Sebastian - 11 Stycznia 2009, 17:46
Dabliu napisał/a | Sebastianie, a czy redakcji nie robi Ci przypadkiem Małgorzata Koczańska? |
Zdaje się, że rzeczywiście tak, a czemu pytasz?
shenra napisał/a | No chyba, nie byłam taka straszna w tym, jak to martva określiła dopadaniu autora. |
szkoda tylko że nie zostałaś dłużej
Toudisław - 11 Stycznia 2009, 17:49
shenra napisał/a | No bezczelnie się narzuciłam...tak mi wstyd |
Nie ma powodu do wstydu ja też byłem łowcą Autografów
savikol - 11 Stycznia 2009, 18:59
Cytat | Dabliu napisał/a:
Sebastianie, a czy redakcji nie robi Ci przypadkiem Małgorzata Koczańska?

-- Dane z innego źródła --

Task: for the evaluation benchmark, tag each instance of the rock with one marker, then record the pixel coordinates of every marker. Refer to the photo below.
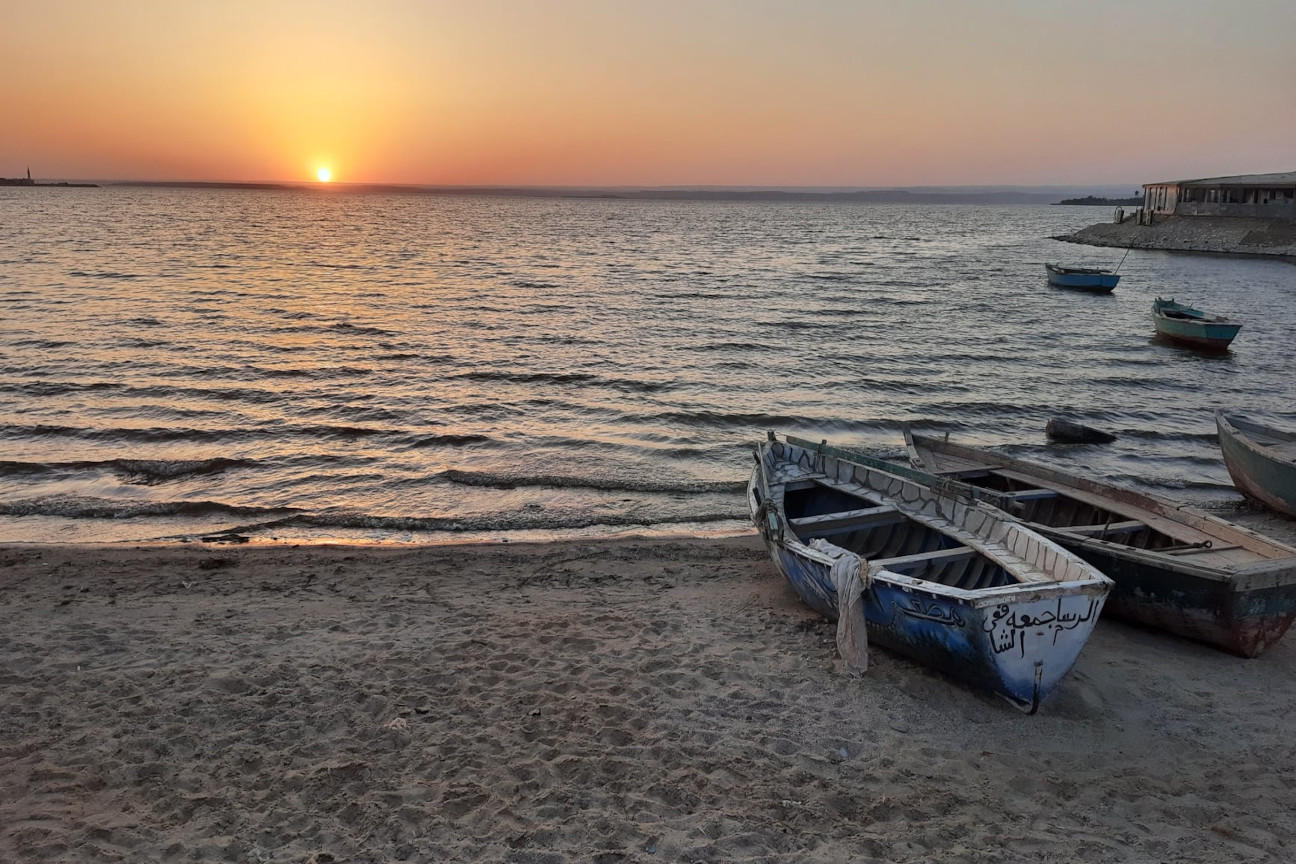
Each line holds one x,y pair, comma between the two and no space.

Zdaje się, że rzeczywiście tak, a czemu pytasz? |
Bo to Małgorzata, we własnej osobie (znana także jako Bloody Mery). Słynie z ostrego, ciętego języka i jest niezwykle dokładana. Może dlatego długo czekasz, ale jak zobaczysz swój tekst z jej uwagami, to dopiero zrobisz oczy.
Praca z Małgorzatą, to prawdziwy zaszczyt, babka jest nieprawdopodobna, genialna. Nie przegapi niczego i wyłapie każde potknięcie w tekście. Niestety, na wyniki jej pracy trzeba czekać.
Podejrzewam, że Twój tekst traktuje ze szczególną uwagą. I nie spodziewaj się z jej strony oklasków, radzę przygotować się na bolesne ciosy
shenra - 11 Stycznia 2009, 19:07
Sebastian napisał/a | szkoda tylko że nie zostałaś dłużej |
Następnym razem zostanę , wzywały inne zobowiązania. Trzeba tylko zreaktywować ludzi.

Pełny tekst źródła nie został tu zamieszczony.